A single lock for the entire state. Requires `MappedMutexGuard` to navigate
to a specific conversation and means any access to any conversation locks
everything.

### Mandatory-resolution guard (panic-in-Drop)

Callers must explicitly call `persist_and_release(guard)`. Guard drops without
resolution panic. Breaks `?` — every early return between guard creation and
`persist_and_release` triggers the panic.

### Explicit `persist_conversation` at every call site

Manual persist calls at every mutation site. Every new mutation path must
remember to add a call, and missing one is silent data loss.

## Non-Goals

- **Cross-process data sharing.** The `Arc<RwLock>` is process-local. Data
  sharing between processes goes through the filesystem, coordinated by the
  `flock`.

- **Multi-conversation locks.** Each lock targets one conversation.

## Risks and Open Questions

### Read guards across `.await`

`ArcRwLockReadGuard` is `Send`, so the compiler does not catch holding it
across `.await` — the code compiles but deadlocks at runtime. Mitigated by
convention: all lock guards are acquired, used, and dropped within a single
expression or block. Data needed after an `.await` is cloned first.

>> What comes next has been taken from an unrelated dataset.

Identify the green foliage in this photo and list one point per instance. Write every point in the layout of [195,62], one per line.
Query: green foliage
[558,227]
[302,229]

### Per-event persistence cost with `as_mut()`

Each `lock.as_mut()` creates a `ConversationMut` with a fresh `dirty` flag.
Calling `update_events` on it marks it dirty, and when it drops, it persists.
If used per-event in a loop, this causes one disk write per event. The correct
pattern batches mutations within a single `ConversationMut` scope:

```rust
let mut conv = lock.as_mut();
while let Some(event) = events.next().await {
    conv.update_events(|e| e.handle_event(event));
}
conv.flush()?;
```

## References

- [RFD 020]: Parallel Conversations — introduced conversation locking and
  session-based conversation tracking.
- [RFD 052]: Workspace Data Store Sanitization — discusses persistence safety.